Saya bersyukur karena guru ngaji saya selalu mengingatkan dengan kebijaksanaan. Bahwa perintah berperang itu hanya berlaku pada situasi perang. Seperti di zaman Nabi dan abad pertengahan. Di masa damai seperti saat ini, sama sekali tidak nyambung membawa ayat-ayat itu sebagai pembenaran.
Ketika kelompok ISIS muncul saya menemukan dua hal. Pertama, orang yang membela Islam dengan cara menyebut ISIS salah memahami ajaran agama. Kedua, kelompok yang mengamankan nama Islam dengan menyebut ISIS tak terkait apapun dengan agama Islam. Bahkan ada yang membuat teori konspirasi seolah ISIS itu bentukan Barat untuk menghancurkan Islam dari dalam.
Komentar serupa banyak muncul selepas kasus teror terjadi. Banyak yang langsung menyebut Islam bukan agama teroris. Saat bom Makassar terjadi, Majelis Ulama Indonesia mengutuk tindakan tersebut. Sebuah langkah yang tepat. Namun MUI membuntuti statementnya dengan menolak mengaitkan teroris dengan SARA. Presiden Jokowi pun demikian. Ini justru masalahnya.
Jika yang dimaksud bahwa identitas tertentu bukan terkait teroris, saya setuju. Muslim bukanlah teroris, katanya. Namun melepas teroris dari agama tentu merupakan langkah cuci tangan. Tak bertanggung jawab. Lho, kok begitu?

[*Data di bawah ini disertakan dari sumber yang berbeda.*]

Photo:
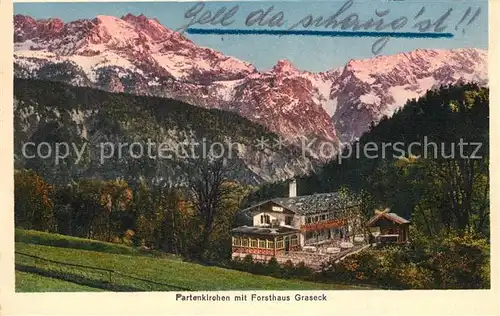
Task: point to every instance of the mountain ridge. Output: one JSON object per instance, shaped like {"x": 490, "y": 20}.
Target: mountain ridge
{"x": 136, "y": 54}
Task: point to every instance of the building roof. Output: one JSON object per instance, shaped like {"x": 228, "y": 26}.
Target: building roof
{"x": 390, "y": 216}
{"x": 268, "y": 231}
{"x": 309, "y": 204}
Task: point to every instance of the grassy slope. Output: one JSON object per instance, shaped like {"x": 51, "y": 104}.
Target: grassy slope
{"x": 30, "y": 282}
{"x": 170, "y": 271}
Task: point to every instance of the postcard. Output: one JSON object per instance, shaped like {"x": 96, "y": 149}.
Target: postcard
{"x": 270, "y": 156}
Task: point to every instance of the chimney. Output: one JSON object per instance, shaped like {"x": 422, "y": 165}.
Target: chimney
{"x": 292, "y": 188}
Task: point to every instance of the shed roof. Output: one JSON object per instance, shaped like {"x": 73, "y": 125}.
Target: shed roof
{"x": 393, "y": 217}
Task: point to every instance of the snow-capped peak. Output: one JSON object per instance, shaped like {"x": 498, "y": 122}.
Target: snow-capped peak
{"x": 137, "y": 54}
{"x": 284, "y": 66}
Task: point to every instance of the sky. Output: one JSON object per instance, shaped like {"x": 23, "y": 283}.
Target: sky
{"x": 310, "y": 53}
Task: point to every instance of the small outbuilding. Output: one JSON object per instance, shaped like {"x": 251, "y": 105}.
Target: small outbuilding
{"x": 386, "y": 227}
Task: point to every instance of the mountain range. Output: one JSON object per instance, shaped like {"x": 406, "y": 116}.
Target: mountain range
{"x": 138, "y": 55}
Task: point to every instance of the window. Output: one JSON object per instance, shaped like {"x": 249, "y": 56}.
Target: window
{"x": 262, "y": 243}
{"x": 236, "y": 241}
{"x": 265, "y": 219}
{"x": 253, "y": 243}
{"x": 279, "y": 243}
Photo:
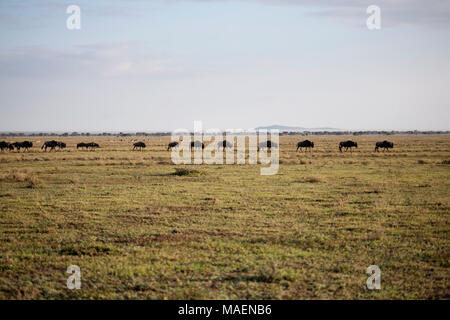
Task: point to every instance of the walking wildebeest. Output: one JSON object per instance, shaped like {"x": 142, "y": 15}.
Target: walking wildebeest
{"x": 81, "y": 145}
{"x": 92, "y": 145}
{"x": 6, "y": 145}
{"x": 52, "y": 144}
{"x": 25, "y": 145}
{"x": 172, "y": 145}
{"x": 139, "y": 145}
{"x": 224, "y": 144}
{"x": 61, "y": 145}
{"x": 305, "y": 144}
{"x": 347, "y": 144}
{"x": 386, "y": 145}
{"x": 267, "y": 144}
{"x": 197, "y": 144}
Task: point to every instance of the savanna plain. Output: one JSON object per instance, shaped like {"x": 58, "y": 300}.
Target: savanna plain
{"x": 140, "y": 229}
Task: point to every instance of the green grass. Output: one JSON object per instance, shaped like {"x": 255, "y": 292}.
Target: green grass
{"x": 140, "y": 227}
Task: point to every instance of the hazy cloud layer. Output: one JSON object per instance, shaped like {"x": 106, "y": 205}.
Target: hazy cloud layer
{"x": 394, "y": 12}
{"x": 104, "y": 60}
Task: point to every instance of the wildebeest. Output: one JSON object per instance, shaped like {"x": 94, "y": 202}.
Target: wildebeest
{"x": 52, "y": 144}
{"x": 24, "y": 145}
{"x": 61, "y": 145}
{"x": 305, "y": 144}
{"x": 81, "y": 145}
{"x": 139, "y": 145}
{"x": 267, "y": 144}
{"x": 6, "y": 146}
{"x": 386, "y": 145}
{"x": 172, "y": 145}
{"x": 92, "y": 145}
{"x": 197, "y": 144}
{"x": 224, "y": 144}
{"x": 347, "y": 144}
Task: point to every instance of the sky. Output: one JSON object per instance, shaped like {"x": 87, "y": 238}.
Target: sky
{"x": 152, "y": 65}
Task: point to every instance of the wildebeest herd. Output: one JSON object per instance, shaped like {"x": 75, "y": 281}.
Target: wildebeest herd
{"x": 306, "y": 144}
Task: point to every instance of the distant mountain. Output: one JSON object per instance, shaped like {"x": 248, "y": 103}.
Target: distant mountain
{"x": 288, "y": 128}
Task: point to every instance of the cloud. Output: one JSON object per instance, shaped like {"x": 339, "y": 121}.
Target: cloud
{"x": 99, "y": 60}
{"x": 394, "y": 12}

Teroris menggunakan agama atau identitas tertentu sebagai pembenaran itu fakta. Di Amerika pelakunya kulit putih kepada kulit hitam. Di Myanmar pelakunya Buddha kepada muslim Rohingya. Di Syuriah bahkan pelaku dan korbannya sama-sama Islam. Syekh Ramadan Al-Buthi, seorang ulama terkemuka di Syuriah, wafat karena dibom seusai pengajian di dalam masjid. Pelakunya? Muslim ekstrem yang geram dengan teologi damai ala sang ulama. Mereka beragama itu fakta yang harus diterima.
Baca juga: Muslim, teroris dan kenapa perempuan kok terlibat kekerasan?
Di beberapa kelompok Islam puritan, jihad mati sudah menjadi ideologi. Umumnya, mereka terafiliasi dengan ISIS seperti Jamaah Ansharut Daulah yang melakukan teror di beberapa tempat. Kasus bom bunuh diri di Makassar, Surabaya, dan beberapa tempat lain memiliki pola serupa.
Apakah Islam mengajarkan teror? Tentu saja tidak. Namun melepaskan mereka dari label agama pun bukan hal yang tepat. Karena mereka merasa berjuang demi agama. Mereka juga menggunakan literatur-literatur keagamaan untuk mendukung aksinya.
Lalu bagaimana seharusnya sikap kita? Pertama, kita harus menempatkan teroris ini layaknya kanker di tubuh kita. Kanker adalah sel yang abnormal dan membahayakan. Ia tidak terkendali. Saat mengetahui ada kanker muncul, hal yang perlu kita lakukan adalah melakukan pengobatan. Melakukan serangkaian kemotrapi yang menyakitkan. Dengan cara itu kita bisa sembuh.
Ya, terorisme berbasis agama adalah buah pemahaman ajaran agama yang keliru dari ‘sel abnormal’. Kita sebagai muslim harus mengakui paham teror ini ada di sekitar kita. Untuk itu kita perlu luruskan kepada dunia bahwa agama ini memang bukan agama terorisme. Teroris itu hanya orang yang salah paham dan pahamnya salah. Mengakui bahwa para teroris beragama Islam pun sama sekali bukan islamophobia. Justru itu langkah awal kita menunjukkan bahwa pemahaman dan cara beragama mereka itu keliru.
Caranya? Dengan lebih giat mengampanyekan ajaran Islam yang ramah, rahmatan lil’alamin, anti kekerasan melalui berbagai forum pengajian dan media. Dengan menjadi agen muslim yang baik. Bukan malah denial dan cuci tangan. Karena kalau tubuh yang sudah ada kankernya tapi tidak mau mengobati, maka kanker itu bisa tumbuh lebih ganas. Wallahua’lam.